These code and data files replicate the results in "In-group bias in the Indian judiciary: Evidence from 5 million criminal cases" by Elliot Ash, Sam Asher, Aditi Bhowmick, Daniel Chen, Tanaya Devi, Christoph Goessman, Paul Novosad, Bilal Siddiqi (2021). A working paper version of the manuscript can be found here.
All data sources used in the paper are available in the paper's data packet.The primary data source is the recently digitized data from the eCourts platform (a semi-public system by Indian government to host summary data and full text from orders and judgements in courts across the country) on the outcomes of close to the universe of criminal cases in India from 2010-2018. The data files are separated by each year and follows the naming convention "cases_clean_20xx".
The authors have legitimate access to and permission to use the data used in this manuscript.
Dataset | Description |
---|---|
cases_clean_2010 |
The file contains data on all criminal court cases from Indian lower Judiciary from the year 2010. |
cases_clean_2011 |
The file contains data on all criminal court cases from Indian lower Judiciary from the year 2011. |
cases_clean_2012 |
The file contains data on all criminal court cases from Indian lower Judiciary from the year 2012. |
cases_clean_2013 |
The file contains data on all criminal court cases from Indian lower Judiciary from the year 2013. |
cases_clean_2014 |
The file contains data on all criminal court cases from Indian lower Judiciary from the year 2014. |
cases_clean_2015 |
The file contains data on all criminal court cases from Indian lower Judiciary from the year 2015. |
cases_clean_2016 |
The file contains data on all criminal court cases from Indian lower Judiciary from the year 2016. |
cases_clean_2017 |
The file contains data on all criminal court cases from Indian lower Judiciary from the year 2017. |
cases_clean_2018 |
The file contains data on all criminal court cases from Indian lower Judiciary from the year 2018. |
judges_clean |
The file contains data on judges in all courts in the Indian lower judiciary from the eCourts platform. |
poi_master |
The file contains data on People of India; only modules used in the data are shared. |
ACLED_India_violence_2005-2023 |
The file contains data on violent conflict and protests in India, collected by ACLED (Armed Conflict Location & Event Data) which is an independent, impartial, international non-profit organization collecting data on violent conflict and protest across the world. |
acled_districts |
The file contains keys to match the ACLED violence data to Indian districts. |
This package is designed to be run on a *nix system with Python 3.2+, Matlab 2019+, and Stata 16+ installed. Data and code folders for the replication must not include spaces. This package may require modification to run on Windows due to the use of some Unix shell commands. This package was tested on a system with about 30 GB of memory.
The file make_justice.do
describes the build and analysis process in detail.

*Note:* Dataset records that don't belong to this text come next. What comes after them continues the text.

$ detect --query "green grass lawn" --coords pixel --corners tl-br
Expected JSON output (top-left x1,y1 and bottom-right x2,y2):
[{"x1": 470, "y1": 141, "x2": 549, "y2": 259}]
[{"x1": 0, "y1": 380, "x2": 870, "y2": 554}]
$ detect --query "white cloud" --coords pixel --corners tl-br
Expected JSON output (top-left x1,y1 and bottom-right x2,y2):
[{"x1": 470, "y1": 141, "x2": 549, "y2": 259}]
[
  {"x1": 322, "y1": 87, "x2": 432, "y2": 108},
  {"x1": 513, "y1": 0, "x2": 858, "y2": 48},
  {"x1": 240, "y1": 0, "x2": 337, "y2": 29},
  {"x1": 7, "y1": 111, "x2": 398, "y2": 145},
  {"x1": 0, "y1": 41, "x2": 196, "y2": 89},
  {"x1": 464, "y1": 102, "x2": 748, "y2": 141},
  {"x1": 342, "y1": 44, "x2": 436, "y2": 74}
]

To regenerate the tables and figures from the paper, take the following steps:
-
Download and unzip the replication data package linked at the end of this document
-
Clone this repo (github) or copy all the code into a folder.
-
Create a python environment following the package list in
requirements.yml
. For example:
conda env create -f requirements.yml -n py_justice
conda activate py_justice
- Set the following environment variables so that Python will be able to find the data and output paths. From the Unix/OSX shell (before running Stata):
export TMP=[path to working files]
export OUT=[destination path for exhibits]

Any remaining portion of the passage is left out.